Finalmente, tercer “lugar”, la paciencia ante el mundo. Simeón y Ana cultivan en el corazón la esperanza anunciada por los profetas, aunque se tarda en realizarse y crece lentamente en el interior de las infidelidades y ruinas del mundo. No entonan el lamento por las cosas que no funcionan, sino que con paciencia esperan la luz en la oscuridad de la historia. Esperar la luz en la oscuridad de la historia. Esperar la luz en la oscuridad de la propia comunidad. Necesitamos esta paciencia, para no permanecer como prisioneros de la queja. Algunos son maestros de la queja, son doctores en quejas, ¡son buenísimos para quejarse! No, la queja aprisiona: “el mundo ya no nos escucha” – muchas veces escuchamos esto –, “ya no tenemos vocaciones, debemos cerrar la casa”, “vivimos tiempos difíciles” – “¡ah, no me lo diga a mí!...”. Así comienza el dueto de las quejas. A veces sucede que a la paciencia con la que Dios trabaja el terreno de la historia, y trabaja también el terreno de nuestro corazón, nosotros oponemos la impaciencia de quien juzga todo de inmediato: ahora o nunca, ahora, ahora, ahora. Y así perdemos esa virtud, la “pequeña” pero la más bella: la esperanza. Muchos consagrados y consagradas he visto que pierden la esperanza. Simplemente por impaciencia.

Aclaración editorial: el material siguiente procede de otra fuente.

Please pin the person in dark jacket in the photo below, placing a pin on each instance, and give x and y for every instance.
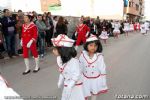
(8, 28)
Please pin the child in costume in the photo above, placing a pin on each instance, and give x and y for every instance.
(28, 42)
(93, 68)
(104, 35)
(68, 64)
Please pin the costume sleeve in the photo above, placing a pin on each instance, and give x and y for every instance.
(75, 73)
(102, 66)
(81, 63)
(35, 33)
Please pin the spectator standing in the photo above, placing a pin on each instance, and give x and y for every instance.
(9, 31)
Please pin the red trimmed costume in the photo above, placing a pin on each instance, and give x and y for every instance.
(29, 33)
(94, 72)
(82, 31)
(28, 41)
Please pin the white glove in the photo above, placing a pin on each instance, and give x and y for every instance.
(29, 43)
(87, 34)
(66, 93)
(71, 84)
(21, 43)
(76, 33)
(60, 81)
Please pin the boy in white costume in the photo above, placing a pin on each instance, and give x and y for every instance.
(69, 69)
(143, 29)
(131, 27)
(104, 35)
(116, 30)
(93, 68)
(126, 28)
(147, 26)
(7, 93)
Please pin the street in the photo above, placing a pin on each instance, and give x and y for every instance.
(128, 66)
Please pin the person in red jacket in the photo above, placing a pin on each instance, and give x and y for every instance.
(28, 41)
(82, 32)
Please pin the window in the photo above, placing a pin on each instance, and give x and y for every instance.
(137, 7)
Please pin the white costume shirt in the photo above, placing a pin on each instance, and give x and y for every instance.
(94, 67)
(143, 29)
(6, 93)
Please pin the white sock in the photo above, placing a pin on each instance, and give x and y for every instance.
(26, 60)
(93, 97)
(36, 63)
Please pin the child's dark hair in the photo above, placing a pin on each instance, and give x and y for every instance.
(97, 42)
(66, 53)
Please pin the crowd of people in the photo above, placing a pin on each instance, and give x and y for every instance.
(51, 26)
(81, 77)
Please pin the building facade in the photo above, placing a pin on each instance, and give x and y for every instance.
(133, 10)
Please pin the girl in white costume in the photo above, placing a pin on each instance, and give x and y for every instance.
(131, 27)
(93, 68)
(126, 28)
(104, 35)
(116, 30)
(70, 72)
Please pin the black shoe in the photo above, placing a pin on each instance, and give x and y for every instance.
(24, 73)
(35, 71)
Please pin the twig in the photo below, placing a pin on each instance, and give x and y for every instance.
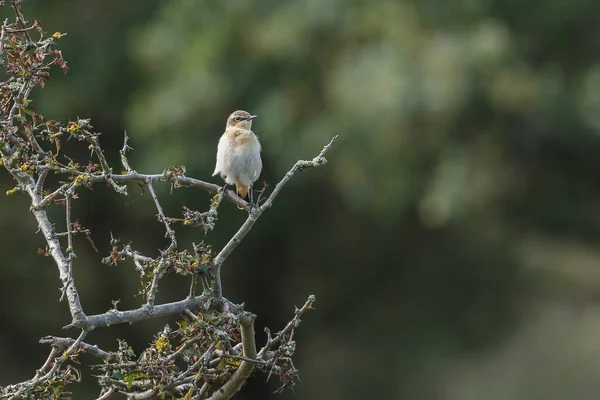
(63, 343)
(272, 342)
(123, 153)
(257, 212)
(239, 377)
(161, 217)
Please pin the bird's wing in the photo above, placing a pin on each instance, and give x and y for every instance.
(220, 155)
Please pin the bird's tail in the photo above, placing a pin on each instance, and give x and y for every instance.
(241, 189)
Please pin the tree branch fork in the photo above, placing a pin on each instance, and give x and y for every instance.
(21, 132)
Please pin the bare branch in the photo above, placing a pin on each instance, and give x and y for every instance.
(257, 212)
(239, 377)
(161, 217)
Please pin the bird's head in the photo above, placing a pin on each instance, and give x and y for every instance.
(240, 119)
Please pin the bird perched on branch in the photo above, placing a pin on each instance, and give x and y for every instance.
(238, 154)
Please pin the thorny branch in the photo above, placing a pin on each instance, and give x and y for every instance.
(213, 351)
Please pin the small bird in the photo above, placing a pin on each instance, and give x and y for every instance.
(238, 154)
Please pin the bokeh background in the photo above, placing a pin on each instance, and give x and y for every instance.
(451, 241)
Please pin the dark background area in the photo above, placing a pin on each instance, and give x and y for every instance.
(451, 241)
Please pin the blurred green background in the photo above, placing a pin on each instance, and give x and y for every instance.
(451, 241)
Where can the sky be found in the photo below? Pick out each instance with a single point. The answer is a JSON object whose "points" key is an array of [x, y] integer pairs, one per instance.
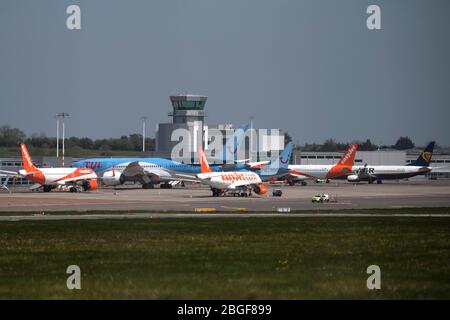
{"points": [[309, 67]]}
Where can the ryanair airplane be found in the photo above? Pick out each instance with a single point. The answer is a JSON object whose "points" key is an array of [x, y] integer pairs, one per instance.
{"points": [[370, 174]]}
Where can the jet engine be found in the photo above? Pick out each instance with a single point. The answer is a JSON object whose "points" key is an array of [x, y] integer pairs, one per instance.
{"points": [[260, 189], [353, 178], [90, 184], [112, 178]]}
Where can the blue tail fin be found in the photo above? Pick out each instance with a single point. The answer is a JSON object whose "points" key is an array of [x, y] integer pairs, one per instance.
{"points": [[229, 151], [425, 157], [284, 157]]}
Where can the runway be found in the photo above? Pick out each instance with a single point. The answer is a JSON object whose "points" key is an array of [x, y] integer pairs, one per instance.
{"points": [[422, 193], [151, 216]]}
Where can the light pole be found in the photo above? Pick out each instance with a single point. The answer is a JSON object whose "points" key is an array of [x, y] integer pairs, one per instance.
{"points": [[143, 132], [251, 138], [57, 136], [60, 115]]}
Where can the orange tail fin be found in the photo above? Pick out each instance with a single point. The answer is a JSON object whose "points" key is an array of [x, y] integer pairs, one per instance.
{"points": [[27, 162], [204, 166], [348, 159]]}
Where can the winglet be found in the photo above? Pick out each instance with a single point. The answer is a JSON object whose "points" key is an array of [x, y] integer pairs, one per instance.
{"points": [[348, 159], [204, 166], [27, 162], [425, 157]]}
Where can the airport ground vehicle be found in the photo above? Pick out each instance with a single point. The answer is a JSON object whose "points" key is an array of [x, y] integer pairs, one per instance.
{"points": [[322, 197], [277, 193]]}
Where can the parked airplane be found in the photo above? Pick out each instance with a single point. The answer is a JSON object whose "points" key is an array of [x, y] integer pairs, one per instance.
{"points": [[222, 182], [4, 185], [51, 178], [300, 172], [151, 171], [370, 174]]}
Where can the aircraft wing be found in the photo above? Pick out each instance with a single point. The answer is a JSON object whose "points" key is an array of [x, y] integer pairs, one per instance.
{"points": [[300, 175], [257, 165], [138, 169], [239, 184], [185, 177], [5, 173]]}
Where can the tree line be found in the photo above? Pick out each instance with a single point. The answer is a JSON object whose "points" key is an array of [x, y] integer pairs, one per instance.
{"points": [[12, 137]]}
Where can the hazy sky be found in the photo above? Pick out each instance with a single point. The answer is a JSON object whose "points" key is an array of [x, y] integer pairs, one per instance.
{"points": [[311, 68]]}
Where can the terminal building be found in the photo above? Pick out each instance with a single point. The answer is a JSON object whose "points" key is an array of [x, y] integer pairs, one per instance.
{"points": [[188, 116]]}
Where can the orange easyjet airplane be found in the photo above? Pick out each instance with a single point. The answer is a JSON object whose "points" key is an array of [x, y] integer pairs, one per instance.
{"points": [[342, 169], [51, 178]]}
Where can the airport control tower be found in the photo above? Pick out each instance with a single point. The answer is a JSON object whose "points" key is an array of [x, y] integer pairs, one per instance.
{"points": [[188, 108], [188, 113]]}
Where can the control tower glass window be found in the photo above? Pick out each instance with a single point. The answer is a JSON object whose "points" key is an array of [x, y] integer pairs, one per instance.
{"points": [[188, 105]]}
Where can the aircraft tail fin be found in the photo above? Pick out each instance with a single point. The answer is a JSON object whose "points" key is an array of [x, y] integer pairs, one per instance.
{"points": [[27, 162], [425, 157], [348, 159], [284, 157], [232, 146], [204, 165]]}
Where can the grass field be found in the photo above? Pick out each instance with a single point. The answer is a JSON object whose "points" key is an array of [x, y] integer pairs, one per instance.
{"points": [[264, 258]]}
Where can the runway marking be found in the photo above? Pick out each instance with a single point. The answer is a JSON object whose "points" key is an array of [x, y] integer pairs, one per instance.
{"points": [[149, 216]]}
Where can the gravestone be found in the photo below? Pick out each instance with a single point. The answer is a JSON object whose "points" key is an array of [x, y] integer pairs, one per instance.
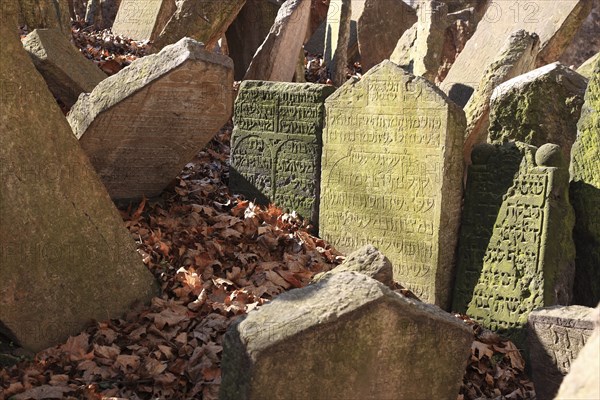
{"points": [[585, 196], [66, 71], [142, 125], [529, 261], [554, 25], [555, 338], [345, 337], [276, 144], [541, 106], [489, 178], [277, 56], [392, 176], [380, 26], [65, 256]]}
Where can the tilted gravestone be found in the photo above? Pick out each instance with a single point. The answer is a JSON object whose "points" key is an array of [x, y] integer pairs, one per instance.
{"points": [[142, 125], [276, 144], [345, 337], [585, 196], [66, 71], [489, 178], [392, 176], [142, 19], [556, 335], [65, 256], [529, 262]]}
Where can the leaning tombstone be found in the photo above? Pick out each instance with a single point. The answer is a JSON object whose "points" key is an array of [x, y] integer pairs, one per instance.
{"points": [[65, 256], [142, 125], [276, 144], [366, 335], [66, 71], [392, 176], [529, 261], [585, 196], [556, 335]]}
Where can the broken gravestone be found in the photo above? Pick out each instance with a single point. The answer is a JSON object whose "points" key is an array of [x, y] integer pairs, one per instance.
{"points": [[345, 337], [65, 256], [585, 196], [554, 25], [277, 57], [140, 126], [489, 177], [541, 106], [380, 26], [392, 176], [276, 144], [66, 71], [530, 258], [142, 19], [555, 338]]}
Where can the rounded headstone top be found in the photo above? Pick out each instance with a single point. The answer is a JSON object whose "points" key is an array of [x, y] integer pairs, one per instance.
{"points": [[549, 155]]}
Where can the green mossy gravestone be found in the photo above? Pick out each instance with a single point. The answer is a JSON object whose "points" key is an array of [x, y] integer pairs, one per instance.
{"points": [[489, 178], [529, 262], [585, 196], [276, 144], [392, 176]]}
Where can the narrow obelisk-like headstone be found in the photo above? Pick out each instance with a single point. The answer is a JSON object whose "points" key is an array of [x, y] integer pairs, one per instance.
{"points": [[529, 262], [142, 125], [392, 176], [276, 144]]}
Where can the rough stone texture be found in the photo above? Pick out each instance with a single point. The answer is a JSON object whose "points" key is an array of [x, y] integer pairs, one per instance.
{"points": [[516, 57], [489, 178], [380, 26], [337, 36], [586, 42], [420, 48], [585, 196], [582, 381], [142, 125], [346, 337], [392, 176], [248, 31], [65, 256], [529, 261], [143, 19], [66, 71], [367, 261], [556, 336], [276, 144], [276, 58], [541, 106], [554, 25], [203, 20]]}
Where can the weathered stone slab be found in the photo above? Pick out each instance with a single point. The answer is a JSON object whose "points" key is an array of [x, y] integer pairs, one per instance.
{"points": [[276, 144], [143, 19], [66, 71], [529, 262], [555, 26], [346, 337], [585, 196], [276, 58], [556, 336], [142, 125], [65, 256], [380, 26], [392, 176], [489, 178], [516, 57], [541, 106], [582, 381], [203, 20]]}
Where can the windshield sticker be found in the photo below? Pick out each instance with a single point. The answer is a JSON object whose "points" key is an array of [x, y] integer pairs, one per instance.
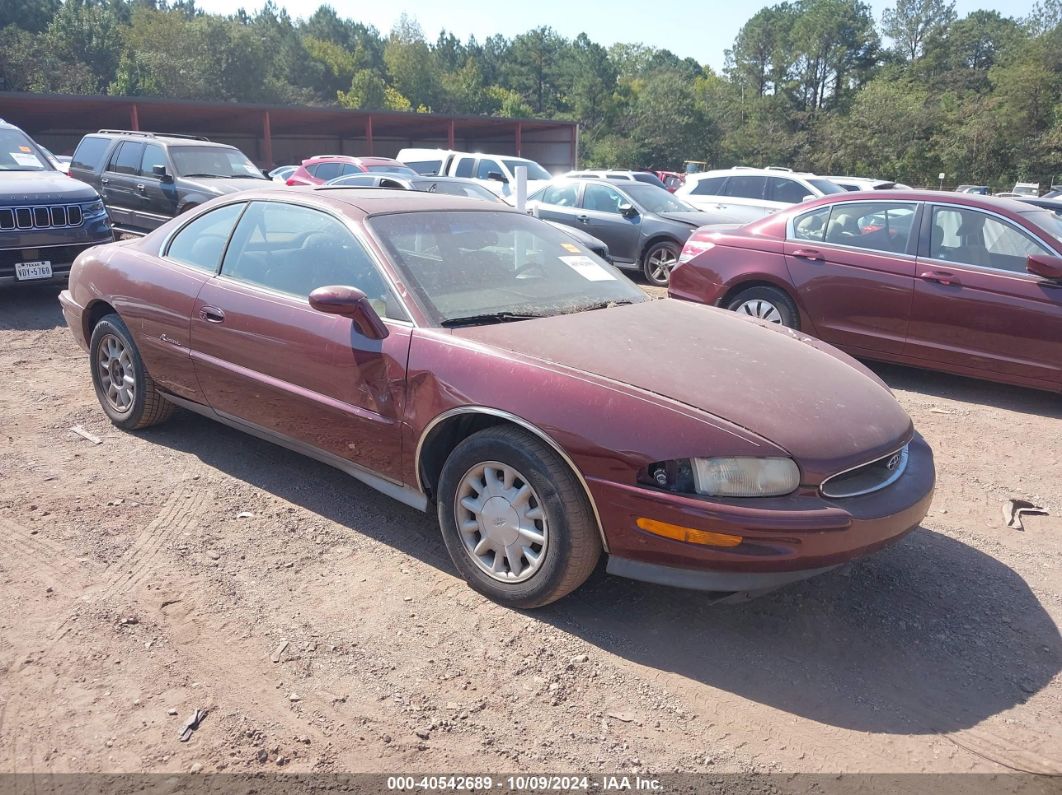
{"points": [[24, 159], [587, 269]]}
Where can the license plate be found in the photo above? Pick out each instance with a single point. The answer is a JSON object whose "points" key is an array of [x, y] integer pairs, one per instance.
{"points": [[39, 270]]}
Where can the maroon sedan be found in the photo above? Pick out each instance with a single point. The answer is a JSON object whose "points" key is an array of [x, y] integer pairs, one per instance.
{"points": [[466, 358], [963, 283]]}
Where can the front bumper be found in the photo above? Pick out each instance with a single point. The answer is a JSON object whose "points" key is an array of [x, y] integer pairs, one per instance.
{"points": [[785, 538]]}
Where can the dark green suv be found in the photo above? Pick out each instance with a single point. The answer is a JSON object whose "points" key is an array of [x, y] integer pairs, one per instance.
{"points": [[147, 178]]}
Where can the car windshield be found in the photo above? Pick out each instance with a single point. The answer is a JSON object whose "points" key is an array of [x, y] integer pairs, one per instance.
{"points": [[656, 200], [1047, 221], [213, 161], [826, 187], [473, 190], [469, 266], [17, 153], [534, 170]]}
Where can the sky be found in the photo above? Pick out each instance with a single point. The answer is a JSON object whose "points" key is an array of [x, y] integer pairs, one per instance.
{"points": [[698, 29]]}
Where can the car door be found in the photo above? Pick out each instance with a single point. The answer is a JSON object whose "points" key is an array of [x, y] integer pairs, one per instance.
{"points": [[118, 184], [157, 196], [853, 265], [601, 208], [975, 305], [264, 357]]}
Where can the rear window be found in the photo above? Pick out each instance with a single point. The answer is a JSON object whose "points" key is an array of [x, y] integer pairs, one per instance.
{"points": [[89, 153]]}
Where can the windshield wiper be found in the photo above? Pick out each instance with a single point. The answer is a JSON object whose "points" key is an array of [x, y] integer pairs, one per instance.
{"points": [[477, 320]]}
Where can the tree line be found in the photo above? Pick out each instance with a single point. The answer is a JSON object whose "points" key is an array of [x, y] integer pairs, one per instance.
{"points": [[817, 85]]}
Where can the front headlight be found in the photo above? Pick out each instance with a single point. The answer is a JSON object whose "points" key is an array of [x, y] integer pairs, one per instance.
{"points": [[744, 477]]}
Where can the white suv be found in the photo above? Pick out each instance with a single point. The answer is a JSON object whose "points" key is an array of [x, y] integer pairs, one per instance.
{"points": [[747, 193]]}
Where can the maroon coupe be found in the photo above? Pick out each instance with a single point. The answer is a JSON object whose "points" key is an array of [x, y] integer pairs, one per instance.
{"points": [[468, 358], [963, 283]]}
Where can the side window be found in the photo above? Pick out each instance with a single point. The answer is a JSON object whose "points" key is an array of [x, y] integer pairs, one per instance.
{"points": [[811, 225], [881, 226], [201, 243], [126, 158], [464, 167], [780, 189], [153, 156], [746, 187], [562, 195], [973, 238], [711, 187], [89, 153], [485, 167], [601, 197], [295, 249], [328, 171]]}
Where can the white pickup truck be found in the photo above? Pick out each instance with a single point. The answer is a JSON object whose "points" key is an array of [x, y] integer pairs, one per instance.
{"points": [[497, 173]]}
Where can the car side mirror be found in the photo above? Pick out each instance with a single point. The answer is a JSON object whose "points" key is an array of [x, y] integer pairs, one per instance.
{"points": [[349, 301], [1042, 264]]}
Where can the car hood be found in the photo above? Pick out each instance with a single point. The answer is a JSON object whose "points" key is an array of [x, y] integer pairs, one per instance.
{"points": [[696, 218], [221, 186], [43, 187], [823, 408]]}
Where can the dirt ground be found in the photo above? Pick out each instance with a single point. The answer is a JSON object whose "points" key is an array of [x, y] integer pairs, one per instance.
{"points": [[323, 626]]}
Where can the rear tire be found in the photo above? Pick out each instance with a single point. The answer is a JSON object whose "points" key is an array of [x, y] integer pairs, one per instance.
{"points": [[515, 519], [125, 390], [768, 304]]}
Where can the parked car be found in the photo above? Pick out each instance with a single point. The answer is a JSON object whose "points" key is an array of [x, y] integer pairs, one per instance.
{"points": [[46, 218], [455, 186], [466, 359], [862, 183], [320, 169], [280, 173], [639, 176], [952, 281], [747, 193], [495, 172], [643, 225], [147, 178]]}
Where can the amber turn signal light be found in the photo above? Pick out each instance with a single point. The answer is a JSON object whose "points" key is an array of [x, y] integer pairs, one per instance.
{"points": [[689, 535]]}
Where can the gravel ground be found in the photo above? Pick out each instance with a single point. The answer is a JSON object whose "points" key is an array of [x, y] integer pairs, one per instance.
{"points": [[322, 626]]}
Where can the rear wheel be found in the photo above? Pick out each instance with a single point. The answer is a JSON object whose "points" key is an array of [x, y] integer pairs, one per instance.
{"points": [[658, 261], [515, 519], [767, 304], [123, 386]]}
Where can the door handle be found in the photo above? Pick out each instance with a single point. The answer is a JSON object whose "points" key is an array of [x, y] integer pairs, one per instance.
{"points": [[211, 314], [942, 277]]}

La paciencia nos ayuda a mirarnos a nosotros mismos, a nuestras comunidades y al mundo con misericordia. Podemos preguntarnos: ¿acogemos la paciencia del Espíritu en nuestra vida? En nuestras comunidades, ¿nos cargamos en la espalda mutuamente y mostramos la alegría de la vida fraterna? Y hacia el mundo, ¿llevamos avante nuestro servicio con paciencia o juzgamos con aspereza? Son desafíos para nuestra vida consagrada: no podemos quedarnos detenidos en la nostalgia del pasado o limitarnos a repetir las cosas de siempre, ni en las quejas de cada día. Necesitamos la valerosa paciencia de caminar, de explorar nuevos caminos, de buscar que nos sugiere el Espíritu Santo. Y esto se hace con humildad, con sencillez, sin gran propaganda, sin gran publicidad.

Contemplemos la paciencia de Dios e imploremos la paciencia confiada de Simeón y también de Ana, para que también nuestros ojos puedan ver la luz de la salvación y llevarla al mundo entero, como la han llevado en la alabanza estos dos ancianos.